House debates
Thursday, 14 June 2007
Questions without Notice
Workplace Relations
2:15 pm
John Howard (Bennelong, Liberal Party, Prime Minister) Share this | Hansard source
The hero of that was, of course, Greg Combet. And there was the person who thought he had been made to look a bit of a village idiot in that program. He did not like his appearance. We all have problems when our appearances are depicted, and we should not be too sensitive about that. But I thought it was a very interesting revelation: here was Greg Combet, right on song, saying, ‘Yes, real wages have risen over the last 10 years.’ In fact, if you look at the last 10 years, they have been very good years for the Australian people. They have been good years for the battlers, they have been good years for low-income earners, but they have been increasingly bad years for union bosses because most of the predictions of union bosses have not come to fruition, and that of course is why the union bosses are so keen to reverse the drift of power away from them and to return the government of this country to those whom they believe it should belong—that is, themselves.

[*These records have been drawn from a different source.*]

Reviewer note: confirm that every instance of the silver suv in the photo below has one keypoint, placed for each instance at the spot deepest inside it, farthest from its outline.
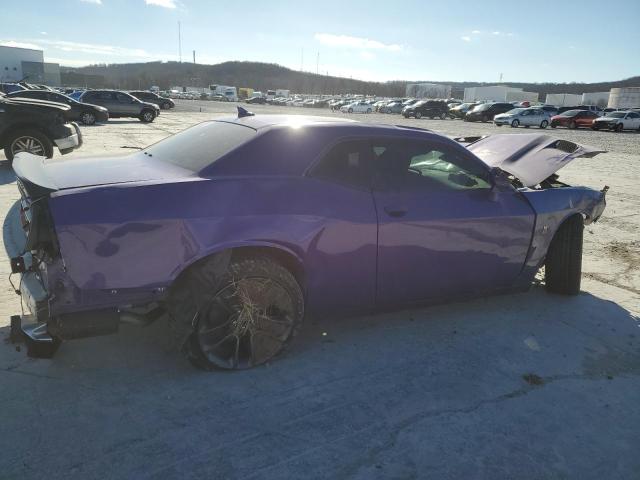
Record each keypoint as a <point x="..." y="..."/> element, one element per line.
<point x="121" y="104"/>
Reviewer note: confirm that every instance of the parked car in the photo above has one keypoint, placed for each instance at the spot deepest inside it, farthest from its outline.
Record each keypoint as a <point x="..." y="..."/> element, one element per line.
<point x="385" y="217"/>
<point x="574" y="119"/>
<point x="121" y="104"/>
<point x="527" y="117"/>
<point x="461" y="110"/>
<point x="356" y="107"/>
<point x="37" y="127"/>
<point x="256" y="100"/>
<point x="392" y="107"/>
<point x="79" y="112"/>
<point x="151" y="97"/>
<point x="486" y="111"/>
<point x="427" y="108"/>
<point x="618" y="121"/>
<point x="11" y="87"/>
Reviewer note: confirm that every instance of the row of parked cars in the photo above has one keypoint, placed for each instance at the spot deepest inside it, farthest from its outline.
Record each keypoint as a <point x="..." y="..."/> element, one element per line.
<point x="37" y="119"/>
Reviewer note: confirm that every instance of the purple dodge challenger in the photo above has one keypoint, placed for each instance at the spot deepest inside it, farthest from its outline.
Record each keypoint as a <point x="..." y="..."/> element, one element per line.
<point x="239" y="227"/>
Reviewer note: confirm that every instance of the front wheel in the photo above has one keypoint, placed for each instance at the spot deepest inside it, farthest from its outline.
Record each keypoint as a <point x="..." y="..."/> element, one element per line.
<point x="147" y="116"/>
<point x="245" y="318"/>
<point x="563" y="265"/>
<point x="28" y="140"/>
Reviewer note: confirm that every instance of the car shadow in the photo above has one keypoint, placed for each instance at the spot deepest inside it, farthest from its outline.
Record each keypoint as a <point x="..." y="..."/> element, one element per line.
<point x="7" y="174"/>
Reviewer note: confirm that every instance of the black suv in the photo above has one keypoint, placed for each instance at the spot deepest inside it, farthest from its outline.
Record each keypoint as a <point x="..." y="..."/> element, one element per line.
<point x="486" y="111"/>
<point x="427" y="108"/>
<point x="81" y="112"/>
<point x="150" y="97"/>
<point x="35" y="126"/>
<point x="121" y="104"/>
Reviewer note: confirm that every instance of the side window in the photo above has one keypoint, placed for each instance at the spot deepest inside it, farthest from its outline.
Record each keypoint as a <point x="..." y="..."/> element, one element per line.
<point x="347" y="163"/>
<point x="420" y="166"/>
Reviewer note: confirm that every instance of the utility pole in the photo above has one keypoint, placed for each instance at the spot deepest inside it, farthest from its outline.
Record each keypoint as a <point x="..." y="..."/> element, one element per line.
<point x="179" y="42"/>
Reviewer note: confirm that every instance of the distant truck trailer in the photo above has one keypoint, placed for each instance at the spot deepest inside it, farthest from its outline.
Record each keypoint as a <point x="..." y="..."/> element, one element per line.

When I am asked this question about real wages growth, I am reminded about the importance of productivity. I listened to an interview on AM this morning where the Leader of the Opposition struggled rather pitifully to get on top of the concepts of productivity. Let me tell the Leader of the Opposition that productivity, loosely defined, is output per worker. He did not seem to understand that. He did not seem to know that, in the last national accounts, increases in productivity had been recorded. All he could do was to recite a bit of a mantra about how there was a productivity rise in the 1990s, that there was a long-term productivity trend of 2.3 per cent, that it had fallen away, and that we were all ruined if we did not elect a Labor government. I wondered where I had heard that before. I picked up my now well-thumbed copy of the dirty tricks manual issued by the ACTU, and I looked under ‘productivity’. These words came echoing back to me; this is what it had to say:
The statistics reveal productivity growth has fallen. Prior to the 1983 accord, productivity was 2.3 per cent. The Labor enterprise bargaining reform facilitated a productivity peak at an annual rate of 3.2 per cent, in contrast to the first Labor cycle. Since Howard’s first workplace reform, productivity has fallen back to 2.3 per cent.
That is exactly what the Leader of the Opposition was arguing this morning. When he was asked by the interviewer whether he had read the national accounts, he did not answer the question and, when he was asked whether he understood them, he did not answer the question.